Akzo Nobel’s return on sales improved for a fourth straight quarter, a sign that Chief Executive Officer Ton Buechner’s efficiency drive is gaining ground at a time when demand is improving in some markets. The company reiterated it’s on course to reach 2015 targets, amid a “continued fragile economic environment” and a strong euro.
“On the whole, you see that due to the costs savings in the past years it’s improving slightly,” Tom Muller, an analyst at Theodoor Gilissen Securities, said by phone. “It’s going into the right direction.”
Akzo Nobel stock gained 3.5 percent to 54.01 euros at 4:13 p.m. in Amsterdam, valuing the company at about 13.1 billion euros.
The return on sales rose to 9.5 percent in the second quarter from 8.3 percent a year earlier, while profitability measured by return on investment improved in the first half to 10.1 percent from 7.7 percent.

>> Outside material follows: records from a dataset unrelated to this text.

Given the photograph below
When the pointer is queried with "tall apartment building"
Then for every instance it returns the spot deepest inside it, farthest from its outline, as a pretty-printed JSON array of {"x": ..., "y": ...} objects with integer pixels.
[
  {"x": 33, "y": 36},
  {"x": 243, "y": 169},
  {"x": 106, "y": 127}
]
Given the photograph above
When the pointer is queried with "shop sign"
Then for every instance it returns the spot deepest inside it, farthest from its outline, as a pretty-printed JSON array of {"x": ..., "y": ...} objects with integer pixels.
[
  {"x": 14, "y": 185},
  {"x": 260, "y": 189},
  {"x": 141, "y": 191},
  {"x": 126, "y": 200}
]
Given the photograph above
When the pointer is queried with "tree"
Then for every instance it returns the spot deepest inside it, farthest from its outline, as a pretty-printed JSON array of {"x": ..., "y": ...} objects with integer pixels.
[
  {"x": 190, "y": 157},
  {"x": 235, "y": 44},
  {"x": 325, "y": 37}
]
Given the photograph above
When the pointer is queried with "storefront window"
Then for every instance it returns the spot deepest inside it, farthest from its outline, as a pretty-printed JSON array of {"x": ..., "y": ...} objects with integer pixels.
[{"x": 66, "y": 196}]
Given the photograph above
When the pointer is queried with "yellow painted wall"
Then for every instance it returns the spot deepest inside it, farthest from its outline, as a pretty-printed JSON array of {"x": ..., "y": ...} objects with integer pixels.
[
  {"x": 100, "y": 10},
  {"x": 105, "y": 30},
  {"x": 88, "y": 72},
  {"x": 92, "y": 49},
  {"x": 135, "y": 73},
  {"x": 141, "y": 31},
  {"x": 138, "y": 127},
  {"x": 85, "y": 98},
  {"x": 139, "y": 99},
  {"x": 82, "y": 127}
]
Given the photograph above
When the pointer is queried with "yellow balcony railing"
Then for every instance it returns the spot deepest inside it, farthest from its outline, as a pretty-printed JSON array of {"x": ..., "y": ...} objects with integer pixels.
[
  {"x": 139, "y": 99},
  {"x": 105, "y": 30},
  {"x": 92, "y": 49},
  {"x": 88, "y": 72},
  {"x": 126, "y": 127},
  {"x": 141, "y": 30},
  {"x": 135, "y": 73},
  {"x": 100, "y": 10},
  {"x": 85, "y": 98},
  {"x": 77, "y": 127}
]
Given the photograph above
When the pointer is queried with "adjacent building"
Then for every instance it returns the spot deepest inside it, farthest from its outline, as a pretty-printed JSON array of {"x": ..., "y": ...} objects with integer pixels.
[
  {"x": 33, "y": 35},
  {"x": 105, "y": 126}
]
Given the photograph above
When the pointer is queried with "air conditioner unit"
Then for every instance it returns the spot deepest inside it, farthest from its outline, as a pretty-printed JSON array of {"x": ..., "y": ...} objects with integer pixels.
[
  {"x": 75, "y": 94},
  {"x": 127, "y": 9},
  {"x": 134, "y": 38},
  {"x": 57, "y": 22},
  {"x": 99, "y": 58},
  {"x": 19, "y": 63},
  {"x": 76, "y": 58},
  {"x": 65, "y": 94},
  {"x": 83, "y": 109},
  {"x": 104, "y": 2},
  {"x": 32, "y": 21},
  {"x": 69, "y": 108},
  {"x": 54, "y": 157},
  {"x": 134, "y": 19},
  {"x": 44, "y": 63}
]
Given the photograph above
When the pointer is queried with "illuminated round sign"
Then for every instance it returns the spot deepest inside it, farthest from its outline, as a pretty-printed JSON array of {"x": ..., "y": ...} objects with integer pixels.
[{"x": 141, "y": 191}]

Akzo Nobel reiterated that costs related to restructuring will total at least 250 million euros, after 89 million euros in the first half.
The maker of Dulux paint is selling less profitable divisions to bring profitability in line with peers including PPG Industries Inc. It divested a paper-chemicals division to Kemira Oyj for 153 million euros.
“We are operating in a volatile market, but we managed to increase volumes in all three business areas,” Buechner said. Akzo has three broad categories: decorative paints, performance coatings and specialty chemicals.
“France, Brazil, Turkey, South Korea and Russia are contracting today in their industrial environment,” Buechner said during a press conference.
Akzo Nobel mostly experiences economic weakness in France in the trade segment of the decorative paints business, the CEO said, adding that its competitors aren’t doing any better. “France seems a bit later in the crisis situation than many other countries.”
Akzo is making changes to stores in France, including in sales techniques and employee training, and is already seeing growth return to those outlets, he said.
Total sales dropped 4 percent in the quarter to 3.71 billion euros, weighed down by currency effects.
Functional chemicals, which includes additives for detergents, cosmetics and food, showed “strong growth” in the quarter, with higher demand in Europe.
“Many of the emerging markets and growth markets have seen significant reductions of their currencies,” Buechner said on a call with journalists. “So in the end it’s really the strength of the euro that is a factor.”
Akzo Nobel has too much exposure to Europe and would benefit from an increase in its global spread, Theodoor Gilissen’s Muller said.
Buechner has challenged the company to achieve 9 percent return on sales, 14 percent return on invested capital and a net debt to Ebitda ratio lower than 2.0 in 2015.